This weather

These are highly variable days, if the variation you seek is gray and damp and cold, then this is the time for you. The time for this, alas, is not May.

… 7, 8, 9, 10 …

There. All better now. Anyway, as I so often say, now apparently a full six months out of the year, Michigan has one job: Keep Canada in Canada.

And for six months of the year Michigan is lousy at its job.

For the record, the first snowfall this past year was on Halloween. I’m still running an electric blanket 186 days later just to knock down the chill in the bedroom at night. Such that, when my lovely bride retires to the bedroom before me she asks if I would like it if she turned on the blanket on my side of the bed. “No, but thank you,” I say. While thinking “It is, after all, May.”

And then I retire to the bedroom later, after working on this or that or typing away at this or that or just staring at the wall and discover it is cold bordering on silly in the bedroom and I go to sleep with the blanket on the third highest setting.

In, once again, May.

We said in March, “Ya know, if you have to stay at home and stay inside, at least this is the time of year to do it.” Sitting at home calculating the scant few hours of gray not-night probably would summon ill spirits.

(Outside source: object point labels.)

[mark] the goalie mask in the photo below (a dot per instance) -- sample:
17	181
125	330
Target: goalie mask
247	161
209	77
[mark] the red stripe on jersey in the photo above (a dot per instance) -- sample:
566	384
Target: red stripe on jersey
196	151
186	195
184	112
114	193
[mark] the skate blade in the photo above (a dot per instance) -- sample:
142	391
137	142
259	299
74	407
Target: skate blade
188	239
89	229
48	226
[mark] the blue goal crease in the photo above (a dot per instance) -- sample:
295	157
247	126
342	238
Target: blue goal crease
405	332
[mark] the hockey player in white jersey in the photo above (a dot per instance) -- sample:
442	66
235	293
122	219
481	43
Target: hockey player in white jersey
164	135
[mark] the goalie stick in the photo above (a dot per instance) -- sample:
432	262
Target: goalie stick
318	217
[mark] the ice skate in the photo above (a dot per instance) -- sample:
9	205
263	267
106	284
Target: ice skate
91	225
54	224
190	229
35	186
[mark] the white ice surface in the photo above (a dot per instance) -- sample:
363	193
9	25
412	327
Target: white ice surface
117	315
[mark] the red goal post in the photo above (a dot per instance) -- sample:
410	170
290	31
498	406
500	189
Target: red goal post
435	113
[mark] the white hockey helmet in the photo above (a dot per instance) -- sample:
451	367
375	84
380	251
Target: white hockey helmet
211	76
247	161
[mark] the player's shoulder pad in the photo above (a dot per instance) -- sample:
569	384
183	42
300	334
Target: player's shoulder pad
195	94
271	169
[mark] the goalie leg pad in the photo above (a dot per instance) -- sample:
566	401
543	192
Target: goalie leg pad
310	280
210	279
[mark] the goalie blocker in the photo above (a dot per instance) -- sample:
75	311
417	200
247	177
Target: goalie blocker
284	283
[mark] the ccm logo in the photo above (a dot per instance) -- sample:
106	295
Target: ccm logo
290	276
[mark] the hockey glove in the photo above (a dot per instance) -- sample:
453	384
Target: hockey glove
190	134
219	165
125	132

We lost out on the end of the school year, saying goodbye to a crop of students, and we’re losing spring because ‘Thanks, Michigan’ and a lot of the early long days because of the weather. And those senses of loss, big and small, will somehow compound upon themselves. These aren’t the really important things we’re losing, loses which will be a burr in the psyche for the entire age, I fear.

Forty degrees in May is plenty enough, thanks, is what I’m saying.

Not enough degrees. You know what I mean.

Anyway, we went on a walk, and I wore a jacket in May. Here are three photos.

It rained this morning:

And these raindrops are marching off to … somewhere else in the cycle of life, I’m sure. They’ll be absorbed by the plant and turned into something a blade will come along and cut down sooner or later.

Or an animal will come along and knock the droplets into the soil where it will eventually seep in ever smaller bits and drips until it joins the water table and follows the natural path to a nearby stream.

Or it will evaporate.

Do you think raindrops — the ones you assign personality to, I mean — have any thoughts on that when they’re up in the clouds? I bet it’s a lot of “I’m excited to see where I land this time!” It’d be better than worrying about it. “I’m going to land in a dog bowl again, I just know it.”

Sometimes I see a raindrop on a leaf or a flower and I wonder. It’s a childlike thing, I suppose. Intellectually, I know the whole system is basically devoted to capture, but when you see it like this the engineer in you has to wonder about efficiency.

There’s going to be more seasonal inappropriate wardrobe choices over much of the next two weeks. And then, of course, suddenly it will be summer.